The foundations to make the Nuclear Ban binding on those states that have not acceded to the TPNW have indeed already been laid. The norm against nuclear weapons is concrete in the Treaty on the Non-Proliferation of Nuclear Weapons (NPT) of 1970, a treaty that is close to universal. Unfortunately, the NPT has a legal loophole that allows the nuclear weapons states to continue postponing nuclear disarmament indefinitely (since the treaty was extended indefinitely in 1995). It does not set a date for states that have tested nuclear weapons by 1967 to negotiate nuclear disarmament, even though the treaty makes such negotiations a binding obligation in article 6. The nuclear weapon states have disingenuously interpreted the NPT as therefore giving them a sovereign right to possess nuclear weapons and to control them on their own terms. Four states that are not members of the NPT have followed the nuclear weapon states’ example and acquired nuclear weapons. These practices and interpretation work against the Nuclear Ban and its customary law status. The only way I see for states that are serious about nuclear abolition to invalidate this interpretation of the NPT, reclaim its original intent and strengthen the customary law status of the Nuclear Ban is to withdraw from the NPT and join the TPNW. Withdrawal will be legitimately based on the grounds that the nuclear weapon states are in breach of article 6.

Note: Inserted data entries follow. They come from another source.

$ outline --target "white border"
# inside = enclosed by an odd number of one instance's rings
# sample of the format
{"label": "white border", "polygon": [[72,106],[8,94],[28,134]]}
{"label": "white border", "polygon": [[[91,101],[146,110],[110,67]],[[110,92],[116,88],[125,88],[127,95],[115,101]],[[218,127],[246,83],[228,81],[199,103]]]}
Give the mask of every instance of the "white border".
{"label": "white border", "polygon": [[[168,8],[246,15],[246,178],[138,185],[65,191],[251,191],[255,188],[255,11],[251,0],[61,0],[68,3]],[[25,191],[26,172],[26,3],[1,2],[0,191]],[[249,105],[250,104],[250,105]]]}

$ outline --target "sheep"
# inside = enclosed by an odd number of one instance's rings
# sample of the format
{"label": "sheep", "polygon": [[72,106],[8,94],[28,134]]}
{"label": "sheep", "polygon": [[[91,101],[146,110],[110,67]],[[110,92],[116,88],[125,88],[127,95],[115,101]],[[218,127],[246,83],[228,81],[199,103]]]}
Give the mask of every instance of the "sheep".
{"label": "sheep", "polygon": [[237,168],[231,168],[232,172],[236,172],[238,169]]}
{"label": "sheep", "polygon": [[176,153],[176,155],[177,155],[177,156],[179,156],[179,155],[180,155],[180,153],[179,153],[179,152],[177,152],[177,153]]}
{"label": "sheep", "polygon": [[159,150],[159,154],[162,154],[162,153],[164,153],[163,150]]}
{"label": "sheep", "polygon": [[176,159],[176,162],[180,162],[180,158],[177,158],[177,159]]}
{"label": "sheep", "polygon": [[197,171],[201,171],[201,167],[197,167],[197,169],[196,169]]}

The Nuclear Ban’s customary law status is also built on the many times that world leaders have publicly deplored nuclear weapons, like Reagan and Gorbachev did at the Reykjavic Summit in 1986. The times that leaders could have used nuclear weapons, but didn’t, because of the humanitarian consequences (the nuclear taboo), is clearly a pattern of state behaviour against the use of nuclear weapons.
The TPNW is an instrument around which activist states and civil society is doing the political work necessary to strengthen the legal case that nuclear weapons practices are generally unacceptable to humanity at large. The recent open letter by 56 former presidents, prime ministers, foreign ministers and defence ministers from 20 NATO member states, as well as Japan and South Korea, calling on current leaders to join the TPNW, is an example of this work.
Joelien Pretorius teaches International Relations at the University of the Western Cape in South Africa. She is a member of South African branch of the Pugwash Conferences on Science and World Affairs that was awarded the Nobel Peace Prize in 1995 for its work on nuclear non-proliferation and disarmament.